L’indagine, condotta dalla Sezione Operativa del Centro Operativo per la Sicurezza Cibernetica (C.O.S.C.) della Polizia Postale per il Veneto, ha preso il via dalla denuncia di un veneziano, attirato da ingannevoli proposte di lavoro flessibile e altamente remunerativo, arrivate tramite le piattaforme di messaggistica istantanea WhatsApp e Telegram o sui social network.

Le indagini hanno svelato una tecnica manipolatoria particolarmente raffinata, articolata in più fasi. Alla vittima è stato proposto di compiere compiti semplicissimi, come mettere “mi piace” ai video di piattaforme famose, recensire hotel o canali social, promettendo piccoli compensi (da 2 a 5 euro per ciascun “task“).

Per conquistare la fiducia della la vittima, l’organizzazione accreditava realmente i primi guadagni (poche decine di euro) direttamente sui conti del malcapitato. Una volta conquistata la fiducia, la vittima veniva inserita in gruppi Telegram riservati e invitata a effettuare depositi di denaro, apparentemente per sbloccare mansioni più remunerative o per investire in criptovalute.

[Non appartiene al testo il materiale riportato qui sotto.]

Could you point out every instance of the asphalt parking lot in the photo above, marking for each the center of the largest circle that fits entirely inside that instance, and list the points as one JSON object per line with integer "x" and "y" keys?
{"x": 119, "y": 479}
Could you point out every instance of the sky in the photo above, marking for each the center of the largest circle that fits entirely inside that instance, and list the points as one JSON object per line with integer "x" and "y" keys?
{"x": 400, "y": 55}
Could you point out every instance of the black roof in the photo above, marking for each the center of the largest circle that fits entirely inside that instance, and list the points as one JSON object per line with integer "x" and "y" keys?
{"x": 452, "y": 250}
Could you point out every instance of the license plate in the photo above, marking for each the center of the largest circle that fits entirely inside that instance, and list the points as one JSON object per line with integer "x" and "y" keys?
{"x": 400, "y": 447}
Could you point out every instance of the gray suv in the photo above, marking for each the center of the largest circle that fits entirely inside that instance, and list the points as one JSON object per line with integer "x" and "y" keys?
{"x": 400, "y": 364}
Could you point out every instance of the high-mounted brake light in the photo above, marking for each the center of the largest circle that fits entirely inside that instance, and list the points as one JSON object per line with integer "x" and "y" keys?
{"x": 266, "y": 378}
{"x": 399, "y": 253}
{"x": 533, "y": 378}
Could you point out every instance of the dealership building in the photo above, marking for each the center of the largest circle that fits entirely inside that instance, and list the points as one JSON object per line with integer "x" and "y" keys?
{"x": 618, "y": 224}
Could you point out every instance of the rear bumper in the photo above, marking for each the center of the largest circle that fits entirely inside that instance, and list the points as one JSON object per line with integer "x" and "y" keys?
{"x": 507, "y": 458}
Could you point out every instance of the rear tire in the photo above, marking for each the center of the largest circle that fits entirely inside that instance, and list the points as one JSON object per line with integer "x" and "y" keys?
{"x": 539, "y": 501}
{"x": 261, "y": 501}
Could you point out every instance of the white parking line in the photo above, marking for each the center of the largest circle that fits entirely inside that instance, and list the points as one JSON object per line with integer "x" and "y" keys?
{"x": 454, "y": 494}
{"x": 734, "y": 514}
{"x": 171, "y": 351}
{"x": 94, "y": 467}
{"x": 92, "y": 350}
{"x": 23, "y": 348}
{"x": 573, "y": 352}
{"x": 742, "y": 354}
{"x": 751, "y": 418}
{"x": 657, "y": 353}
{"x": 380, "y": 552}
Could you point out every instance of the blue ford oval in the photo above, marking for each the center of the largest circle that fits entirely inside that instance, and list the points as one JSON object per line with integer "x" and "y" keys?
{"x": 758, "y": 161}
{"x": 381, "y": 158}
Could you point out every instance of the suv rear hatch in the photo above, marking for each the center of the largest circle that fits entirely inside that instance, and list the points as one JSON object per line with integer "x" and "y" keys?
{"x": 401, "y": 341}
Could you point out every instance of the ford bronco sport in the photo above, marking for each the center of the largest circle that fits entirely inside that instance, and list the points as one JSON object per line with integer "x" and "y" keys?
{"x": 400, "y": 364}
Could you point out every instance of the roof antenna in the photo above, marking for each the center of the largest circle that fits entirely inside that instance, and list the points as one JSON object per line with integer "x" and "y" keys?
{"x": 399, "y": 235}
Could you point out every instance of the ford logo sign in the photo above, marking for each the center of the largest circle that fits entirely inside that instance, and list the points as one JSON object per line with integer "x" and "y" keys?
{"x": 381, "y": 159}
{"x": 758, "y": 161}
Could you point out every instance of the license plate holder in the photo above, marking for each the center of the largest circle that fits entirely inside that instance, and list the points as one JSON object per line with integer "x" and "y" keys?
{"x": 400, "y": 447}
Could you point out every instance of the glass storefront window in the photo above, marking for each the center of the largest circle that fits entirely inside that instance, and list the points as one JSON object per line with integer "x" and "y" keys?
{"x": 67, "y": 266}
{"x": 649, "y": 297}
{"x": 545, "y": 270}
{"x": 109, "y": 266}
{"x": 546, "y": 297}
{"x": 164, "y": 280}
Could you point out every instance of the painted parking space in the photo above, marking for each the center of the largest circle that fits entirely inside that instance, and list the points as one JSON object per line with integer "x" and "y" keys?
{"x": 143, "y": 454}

Quando le somme versate dalla vittima diventavano consistenti, dell’ordine di migliaia di euro, i truffatori congelavano i conti virtuali sulla falsa piattaforma, pretendendo ulteriori pagamenti sotto forma di sanzioni, tasse di sblocco o commissioni, per poi sparire nel nulla una volta esaurita la capacità finanziaria della vittima.

L’attività investigativa della Polizia Postale si è concentrata sulla complessa rete di conti correnti, utilizzati per occultare il denaro sottratto, spesso frazionato e trasferito all’estero per ostacolarne la tracciabilità. Grazie a sofisticate analisi informatiche e finanziarie, gli investigatori del C.O.S.C. di Venezia sono riusciti a risalire alla filiera dei prestanome e dei promotori della frode.

Il quadro probatorio raccolto ha permesso alla Procura della Repubblica di Venezia di emettere 7 decreti di perquisizione locale, personale e informatica su tutto il territorio nazionale.

L’attività ha permesso di confermare il quadro accusatorio, riscontrando la titolarità dei conti correnti su cui venivano versati i proventi della truffa e di sequestrare titoli di credito e documentazione bancaria di interesse investigativo, che sarà oggetto di successiva disamina da parte degli investigatori.